The first novel was published. The writer’s friends were surprised. The writer was surprised. He wrote a second novel, and a third. Then, the fan mail started. His fourth novel established Matthew’s quest as a big deal.
Then came the movie deal. And more fans. And money. The writer stopped teaching, even though some of the kids in his class were reading his books and paid attention to him.
The writer was comfortable. He didn’t watch the movies made from his books. He knew how Matthew’s quest was going to pan out. He saw people on the Internet debating whether or not Matthew would die at the end.
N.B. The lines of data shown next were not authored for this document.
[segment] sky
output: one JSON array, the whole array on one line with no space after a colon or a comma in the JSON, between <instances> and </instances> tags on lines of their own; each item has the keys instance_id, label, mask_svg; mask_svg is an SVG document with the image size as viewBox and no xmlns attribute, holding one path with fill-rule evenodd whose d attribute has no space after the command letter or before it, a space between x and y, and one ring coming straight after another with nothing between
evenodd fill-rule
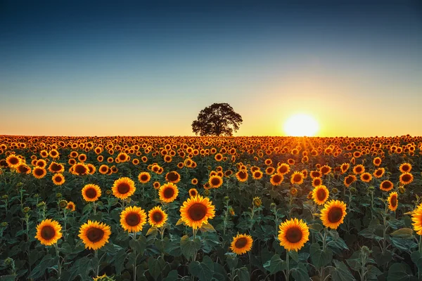
<instances>
[{"instance_id":1,"label":"sky","mask_svg":"<svg viewBox=\"0 0 422 281\"><path fill-rule=\"evenodd\" d=\"M421 50L418 1L0 0L0 135L422 136Z\"/></svg>"}]
</instances>

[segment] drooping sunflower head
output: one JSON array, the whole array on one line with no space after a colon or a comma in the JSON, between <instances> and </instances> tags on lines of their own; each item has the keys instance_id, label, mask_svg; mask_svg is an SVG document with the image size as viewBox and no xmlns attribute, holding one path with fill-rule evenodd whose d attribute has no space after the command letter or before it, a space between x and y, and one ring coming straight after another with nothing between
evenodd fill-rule
<instances>
[{"instance_id":1,"label":"drooping sunflower head","mask_svg":"<svg viewBox=\"0 0 422 281\"><path fill-rule=\"evenodd\" d=\"M200 228L215 216L215 207L208 197L197 195L188 198L180 207L181 220L193 229Z\"/></svg>"},{"instance_id":2,"label":"drooping sunflower head","mask_svg":"<svg viewBox=\"0 0 422 281\"><path fill-rule=\"evenodd\" d=\"M142 208L129 206L120 214L120 225L129 233L142 231L145 223L146 223L146 214Z\"/></svg>"},{"instance_id":3,"label":"drooping sunflower head","mask_svg":"<svg viewBox=\"0 0 422 281\"><path fill-rule=\"evenodd\" d=\"M403 173L400 175L400 183L402 185L409 184L413 181L414 176L410 173Z\"/></svg>"},{"instance_id":4,"label":"drooping sunflower head","mask_svg":"<svg viewBox=\"0 0 422 281\"><path fill-rule=\"evenodd\" d=\"M94 202L101 196L101 189L96 184L89 183L82 188L82 197L87 202Z\"/></svg>"},{"instance_id":5,"label":"drooping sunflower head","mask_svg":"<svg viewBox=\"0 0 422 281\"><path fill-rule=\"evenodd\" d=\"M45 219L37 226L37 235L41 244L51 246L62 237L61 226L56 221Z\"/></svg>"},{"instance_id":6,"label":"drooping sunflower head","mask_svg":"<svg viewBox=\"0 0 422 281\"><path fill-rule=\"evenodd\" d=\"M339 200L331 200L324 205L320 218L326 228L337 229L346 216L346 204Z\"/></svg>"},{"instance_id":7,"label":"drooping sunflower head","mask_svg":"<svg viewBox=\"0 0 422 281\"><path fill-rule=\"evenodd\" d=\"M397 205L399 204L397 200L398 196L397 192L394 192L390 193L390 196L388 196L388 198L387 199L388 201L388 209L392 211L395 211L397 209Z\"/></svg>"},{"instance_id":8,"label":"drooping sunflower head","mask_svg":"<svg viewBox=\"0 0 422 281\"><path fill-rule=\"evenodd\" d=\"M319 205L324 205L329 196L330 192L325 185L318 185L312 190L312 199Z\"/></svg>"},{"instance_id":9,"label":"drooping sunflower head","mask_svg":"<svg viewBox=\"0 0 422 281\"><path fill-rule=\"evenodd\" d=\"M179 195L179 188L174 183L167 183L163 184L158 191L160 200L165 203L170 203L174 201Z\"/></svg>"},{"instance_id":10,"label":"drooping sunflower head","mask_svg":"<svg viewBox=\"0 0 422 281\"><path fill-rule=\"evenodd\" d=\"M85 248L96 250L108 242L110 234L110 228L106 224L88 221L88 223L81 226L78 236L82 240Z\"/></svg>"},{"instance_id":11,"label":"drooping sunflower head","mask_svg":"<svg viewBox=\"0 0 422 281\"><path fill-rule=\"evenodd\" d=\"M291 218L279 226L280 245L286 251L298 251L309 240L309 230L305 221Z\"/></svg>"},{"instance_id":12,"label":"drooping sunflower head","mask_svg":"<svg viewBox=\"0 0 422 281\"><path fill-rule=\"evenodd\" d=\"M233 241L230 246L231 251L236 254L243 254L250 251L253 239L248 234L238 234L233 237Z\"/></svg>"},{"instance_id":13,"label":"drooping sunflower head","mask_svg":"<svg viewBox=\"0 0 422 281\"><path fill-rule=\"evenodd\" d=\"M218 188L223 184L223 178L218 176L212 176L208 180L212 188Z\"/></svg>"},{"instance_id":14,"label":"drooping sunflower head","mask_svg":"<svg viewBox=\"0 0 422 281\"><path fill-rule=\"evenodd\" d=\"M138 181L141 183L146 183L151 179L151 176L147 171L142 171L138 175Z\"/></svg>"},{"instance_id":15,"label":"drooping sunflower head","mask_svg":"<svg viewBox=\"0 0 422 281\"><path fill-rule=\"evenodd\" d=\"M111 188L113 194L117 198L124 200L135 192L135 182L127 177L123 177L115 181Z\"/></svg>"},{"instance_id":16,"label":"drooping sunflower head","mask_svg":"<svg viewBox=\"0 0 422 281\"><path fill-rule=\"evenodd\" d=\"M167 214L160 206L153 207L148 212L148 222L155 228L160 228L167 222Z\"/></svg>"},{"instance_id":17,"label":"drooping sunflower head","mask_svg":"<svg viewBox=\"0 0 422 281\"><path fill-rule=\"evenodd\" d=\"M169 183L177 183L180 181L180 175L175 171L170 171L166 174L165 180Z\"/></svg>"},{"instance_id":18,"label":"drooping sunflower head","mask_svg":"<svg viewBox=\"0 0 422 281\"><path fill-rule=\"evenodd\" d=\"M303 183L303 178L305 176L300 171L295 171L292 174L290 177L290 183L292 184L302 184Z\"/></svg>"}]
</instances>

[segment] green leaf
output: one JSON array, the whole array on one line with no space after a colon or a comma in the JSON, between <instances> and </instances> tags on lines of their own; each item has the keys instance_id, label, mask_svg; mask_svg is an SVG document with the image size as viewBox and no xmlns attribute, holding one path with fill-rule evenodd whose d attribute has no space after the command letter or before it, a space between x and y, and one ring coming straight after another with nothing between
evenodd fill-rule
<instances>
[{"instance_id":1,"label":"green leaf","mask_svg":"<svg viewBox=\"0 0 422 281\"><path fill-rule=\"evenodd\" d=\"M237 275L239 278L239 281L250 281L250 275L249 274L249 270L248 270L248 268L243 266L237 270Z\"/></svg>"},{"instance_id":2,"label":"green leaf","mask_svg":"<svg viewBox=\"0 0 422 281\"><path fill-rule=\"evenodd\" d=\"M303 263L299 263L296 268L292 268L292 276L295 281L309 281L309 275L307 274L307 269Z\"/></svg>"},{"instance_id":3,"label":"green leaf","mask_svg":"<svg viewBox=\"0 0 422 281\"><path fill-rule=\"evenodd\" d=\"M394 263L388 270L388 281L414 281L418 278L411 274L408 265L404 263Z\"/></svg>"},{"instance_id":4,"label":"green leaf","mask_svg":"<svg viewBox=\"0 0 422 281\"><path fill-rule=\"evenodd\" d=\"M330 268L330 274L333 280L336 281L353 281L354 277L350 273L349 268L343 261L333 260L335 267Z\"/></svg>"},{"instance_id":5,"label":"green leaf","mask_svg":"<svg viewBox=\"0 0 422 281\"><path fill-rule=\"evenodd\" d=\"M312 264L316 268L326 266L333 259L333 251L329 249L326 249L325 251L322 251L318 243L314 243L311 245L309 254Z\"/></svg>"},{"instance_id":6,"label":"green leaf","mask_svg":"<svg viewBox=\"0 0 422 281\"><path fill-rule=\"evenodd\" d=\"M286 261L280 259L280 256L276 254L264 264L264 268L269 271L271 274L274 274L279 271L284 270L287 268L286 266Z\"/></svg>"},{"instance_id":7,"label":"green leaf","mask_svg":"<svg viewBox=\"0 0 422 281\"><path fill-rule=\"evenodd\" d=\"M411 239L413 238L413 229L407 228L400 228L390 235L404 239Z\"/></svg>"},{"instance_id":8,"label":"green leaf","mask_svg":"<svg viewBox=\"0 0 422 281\"><path fill-rule=\"evenodd\" d=\"M192 261L189 264L189 272L200 281L211 281L214 274L214 262L208 256L204 256L202 263Z\"/></svg>"},{"instance_id":9,"label":"green leaf","mask_svg":"<svg viewBox=\"0 0 422 281\"><path fill-rule=\"evenodd\" d=\"M200 240L198 237L191 240L188 235L184 235L180 239L180 249L181 254L189 259L200 249Z\"/></svg>"}]
</instances>

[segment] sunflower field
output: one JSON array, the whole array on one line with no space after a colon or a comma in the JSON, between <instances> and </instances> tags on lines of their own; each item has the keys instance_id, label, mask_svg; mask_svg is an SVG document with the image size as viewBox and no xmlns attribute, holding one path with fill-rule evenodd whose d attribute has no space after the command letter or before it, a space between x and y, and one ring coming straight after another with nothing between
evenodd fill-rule
<instances>
[{"instance_id":1,"label":"sunflower field","mask_svg":"<svg viewBox=\"0 0 422 281\"><path fill-rule=\"evenodd\" d=\"M422 280L421 155L410 136L1 136L0 281Z\"/></svg>"}]
</instances>

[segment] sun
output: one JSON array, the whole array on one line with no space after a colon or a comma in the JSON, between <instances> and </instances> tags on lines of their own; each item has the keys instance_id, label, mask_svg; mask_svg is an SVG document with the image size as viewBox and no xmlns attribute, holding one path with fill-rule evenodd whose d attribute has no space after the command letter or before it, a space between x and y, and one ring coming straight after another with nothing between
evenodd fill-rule
<instances>
[{"instance_id":1,"label":"sun","mask_svg":"<svg viewBox=\"0 0 422 281\"><path fill-rule=\"evenodd\" d=\"M291 136L312 136L319 129L316 120L305 114L290 116L284 123L285 133Z\"/></svg>"}]
</instances>

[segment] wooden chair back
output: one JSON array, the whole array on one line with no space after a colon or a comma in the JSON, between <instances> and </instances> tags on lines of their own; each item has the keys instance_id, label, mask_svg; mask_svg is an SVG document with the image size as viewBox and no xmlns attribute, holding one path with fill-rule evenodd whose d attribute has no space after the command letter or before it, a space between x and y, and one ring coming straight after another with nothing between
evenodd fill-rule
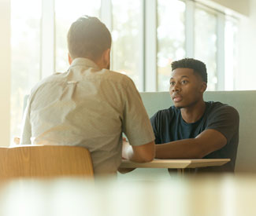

Working on his sixth novel. The last-but-one novel. A letter came from a teenage fan. She wrote Dear Mr. Walcott, I am a huge fan of the Matthew Saga, and have followed it from day one. I don’t want to bother you with my problems, but I’m very ill. I have a brain tumour, which the doctors say is inoperable. They’ve given me about a year to live—fifteen months tops. I don’t expect you to finish Matthew’s quest in that time, but could you please tell me how it turns out? I promise I won’t tell anyone.
The writer put down the letter. The day before reading it, he had given an interview where he said a short story he’d published under a fake name was the thing he was most proud of. Now, he felt like a bit of a dick for saying that.